Richard Susskind. (Courtesy photo)

One potential response to what Richard Susskind calls the “more-for-less challenge” facing the legal industry is for law firms to “simply charge less.”

In a market where clients are struggling to deliver more legal services for less cost (the challenge), Susskind said a law firm may be tempted to undercut its competition on price in hopes of winning more work.

But is it actually happening?

While most agree that clients have more leverage today than in decades past, there’s little evidence to suggest that law firms have begun to lower their rates or “charge less.” That said, clients have exerted their power in a number of other ways—demanding discounts; implementing budgets and fee guidelines—that have cut into law firms’ realization rates. Even if law firms aren’t charging less, they are effectively making less.

For starters, law firm rates rose more in 2015 than any year since 2010, according to the latest Real Rate Report by Wolters Kluwer. The 5.4 percent average increase in 2015, however, remains well below the 8 percent growth that was typically seen prior to the recession.

Top-line rates, though, have come to mean less and less as clients have pushed back on paying them in multiple ways. Thomson Reuters Peer Monitor data shows that growth in rates clients agree to pay—what they call worked rates—are growing at a slower pace than that put forth by the Wolters Kluwer data. Worked rates as of mid-2017 had grown 3 percent from the prior year, which is slightly higher than the increases seen in the past three years.

But the hemorrhage doesn’t end there. Realization against those worked rates has recently declined. After holding between 89 and 90 percent in previous years, realization in the first quarter dipped below 89 percent for the first time, to 88.6 percent.

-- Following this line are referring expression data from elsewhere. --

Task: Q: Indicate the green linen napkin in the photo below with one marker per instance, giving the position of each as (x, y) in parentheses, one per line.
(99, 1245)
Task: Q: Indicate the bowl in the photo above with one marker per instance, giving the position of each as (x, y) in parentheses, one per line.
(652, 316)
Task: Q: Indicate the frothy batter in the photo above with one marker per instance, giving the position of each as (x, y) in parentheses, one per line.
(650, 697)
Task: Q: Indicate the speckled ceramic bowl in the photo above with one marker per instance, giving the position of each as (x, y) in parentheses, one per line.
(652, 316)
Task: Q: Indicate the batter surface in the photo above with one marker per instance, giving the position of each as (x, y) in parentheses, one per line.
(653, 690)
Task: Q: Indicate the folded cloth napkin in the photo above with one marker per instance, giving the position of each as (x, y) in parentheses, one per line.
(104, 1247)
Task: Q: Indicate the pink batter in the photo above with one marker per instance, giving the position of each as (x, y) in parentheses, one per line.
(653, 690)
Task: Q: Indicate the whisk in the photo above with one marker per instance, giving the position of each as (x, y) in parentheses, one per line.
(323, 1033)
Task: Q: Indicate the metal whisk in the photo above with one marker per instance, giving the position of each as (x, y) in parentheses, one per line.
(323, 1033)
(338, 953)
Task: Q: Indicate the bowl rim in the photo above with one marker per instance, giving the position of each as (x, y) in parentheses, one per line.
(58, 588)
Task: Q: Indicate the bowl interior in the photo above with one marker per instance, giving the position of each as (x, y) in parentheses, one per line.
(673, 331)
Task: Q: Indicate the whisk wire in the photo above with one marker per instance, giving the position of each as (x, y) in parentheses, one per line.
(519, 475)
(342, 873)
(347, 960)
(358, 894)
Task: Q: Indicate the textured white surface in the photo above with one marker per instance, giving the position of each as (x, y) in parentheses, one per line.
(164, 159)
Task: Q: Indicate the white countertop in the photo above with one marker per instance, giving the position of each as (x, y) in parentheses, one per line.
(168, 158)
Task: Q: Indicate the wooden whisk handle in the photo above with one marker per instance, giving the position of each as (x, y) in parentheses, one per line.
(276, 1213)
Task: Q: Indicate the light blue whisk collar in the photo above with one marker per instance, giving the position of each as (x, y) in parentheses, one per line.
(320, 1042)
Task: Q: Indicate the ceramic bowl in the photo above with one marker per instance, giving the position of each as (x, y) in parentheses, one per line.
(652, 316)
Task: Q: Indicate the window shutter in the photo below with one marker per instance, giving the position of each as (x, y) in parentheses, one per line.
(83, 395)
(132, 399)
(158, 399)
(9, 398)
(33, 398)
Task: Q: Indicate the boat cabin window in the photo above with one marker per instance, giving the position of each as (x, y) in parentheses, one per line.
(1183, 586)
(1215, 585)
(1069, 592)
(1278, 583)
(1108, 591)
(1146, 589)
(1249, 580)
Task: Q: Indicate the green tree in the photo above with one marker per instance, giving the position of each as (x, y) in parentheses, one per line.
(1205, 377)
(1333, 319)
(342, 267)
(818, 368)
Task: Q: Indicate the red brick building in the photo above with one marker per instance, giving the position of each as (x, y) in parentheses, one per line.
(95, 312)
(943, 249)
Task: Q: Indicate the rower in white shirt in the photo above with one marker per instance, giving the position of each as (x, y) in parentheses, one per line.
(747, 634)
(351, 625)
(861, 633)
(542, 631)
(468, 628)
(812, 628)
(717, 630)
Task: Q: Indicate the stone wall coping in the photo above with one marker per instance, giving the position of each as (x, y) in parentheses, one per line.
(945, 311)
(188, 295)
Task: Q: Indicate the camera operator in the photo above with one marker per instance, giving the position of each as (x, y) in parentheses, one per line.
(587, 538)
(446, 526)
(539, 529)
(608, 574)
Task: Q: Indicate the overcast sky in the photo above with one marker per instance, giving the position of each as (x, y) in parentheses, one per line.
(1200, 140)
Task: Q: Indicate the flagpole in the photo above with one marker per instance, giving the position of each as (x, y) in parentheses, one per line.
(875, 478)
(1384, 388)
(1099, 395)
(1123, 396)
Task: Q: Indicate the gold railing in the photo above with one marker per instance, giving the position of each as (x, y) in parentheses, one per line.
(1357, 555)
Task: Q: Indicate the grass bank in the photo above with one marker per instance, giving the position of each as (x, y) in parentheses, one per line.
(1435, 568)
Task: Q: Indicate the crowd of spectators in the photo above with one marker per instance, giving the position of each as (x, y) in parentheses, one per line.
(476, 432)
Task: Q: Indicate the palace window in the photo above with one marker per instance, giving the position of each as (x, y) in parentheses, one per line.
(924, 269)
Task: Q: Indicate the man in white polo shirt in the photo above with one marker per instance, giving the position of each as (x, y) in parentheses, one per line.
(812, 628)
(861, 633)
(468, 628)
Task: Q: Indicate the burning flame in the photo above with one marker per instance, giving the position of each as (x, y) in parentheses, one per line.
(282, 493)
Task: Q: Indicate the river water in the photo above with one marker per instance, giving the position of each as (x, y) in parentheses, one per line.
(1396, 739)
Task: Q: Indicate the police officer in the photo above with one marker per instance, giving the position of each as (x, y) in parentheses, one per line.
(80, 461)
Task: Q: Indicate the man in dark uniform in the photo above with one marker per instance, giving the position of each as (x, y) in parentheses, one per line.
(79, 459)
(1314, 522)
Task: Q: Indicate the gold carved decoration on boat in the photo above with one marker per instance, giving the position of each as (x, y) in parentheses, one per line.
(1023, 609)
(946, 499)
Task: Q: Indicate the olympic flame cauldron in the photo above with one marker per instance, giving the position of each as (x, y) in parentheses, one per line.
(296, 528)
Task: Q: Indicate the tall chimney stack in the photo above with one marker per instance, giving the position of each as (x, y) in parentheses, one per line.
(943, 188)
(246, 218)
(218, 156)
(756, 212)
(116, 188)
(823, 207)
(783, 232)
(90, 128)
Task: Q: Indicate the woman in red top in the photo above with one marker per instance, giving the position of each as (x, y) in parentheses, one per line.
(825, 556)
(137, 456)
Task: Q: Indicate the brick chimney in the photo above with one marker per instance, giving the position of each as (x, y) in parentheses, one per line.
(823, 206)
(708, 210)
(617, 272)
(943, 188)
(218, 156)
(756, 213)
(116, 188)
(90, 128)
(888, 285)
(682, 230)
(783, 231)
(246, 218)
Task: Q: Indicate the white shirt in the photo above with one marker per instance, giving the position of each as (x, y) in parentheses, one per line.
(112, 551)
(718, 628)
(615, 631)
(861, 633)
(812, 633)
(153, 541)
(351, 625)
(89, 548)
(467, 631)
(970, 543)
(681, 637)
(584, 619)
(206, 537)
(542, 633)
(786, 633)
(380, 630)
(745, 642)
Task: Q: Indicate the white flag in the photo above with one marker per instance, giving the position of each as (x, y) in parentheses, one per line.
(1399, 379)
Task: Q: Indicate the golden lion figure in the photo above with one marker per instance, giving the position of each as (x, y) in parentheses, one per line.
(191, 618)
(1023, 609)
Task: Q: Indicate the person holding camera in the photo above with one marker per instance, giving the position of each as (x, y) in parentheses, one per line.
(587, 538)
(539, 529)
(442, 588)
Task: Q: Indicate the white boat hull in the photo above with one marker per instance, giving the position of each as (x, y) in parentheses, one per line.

It rebounded slightly, to 89.1 percent, at the midyear point.

All of which means there is no growth in what clients are paying, according to a newer data set that Thomson Reuters uses to track payments by clients.

“Outside of the Am Law 50, we aren’t seeing any appreciable growth in the rates law departments are paying,” said Bill Josten, senior legal industry analyst for the Thomson Reuters Legal Executive Institute.

Josten said the biggest hits to realization don’t actually come from clients directly pushing back on bills or requesting write-downs. Instead, Josten said Thomson Reuters data shows that law firms’ realization has been hit hardest by actions the law firm takes: Discounting their rates up front and taking write-downs from their bills before they head out the door.

“Some of that is from actual pressure by clients,” Josten said. “Part of it is driven by fear.”

There is one other data point that could convince a managing partner that charging less will not boost your profits.

In a study of what made the country’s most profitable firms as successful as they are, Josten said he found that higher realization rates than their less-profitable peers, perhaps unsurprisingly, are a major factor. But the difference in realization is not due to a difference in their clients’ behavior.

Josten said the two groups have similar drop-offs in realization after their clients receive the bills. The majority of the difference has to do with law firms discounting their fees or writing down their fees before sending bills to clients. That may suggest that “charging less” is more likely to crimp profit margins than it is to bring in new clients.

“I don’t know that it’s so simple to say that lawyers are going to just have to charge less or will end up charging less,” Josten said. “It will be more about tailoring rates to practices that will allow you to profit.”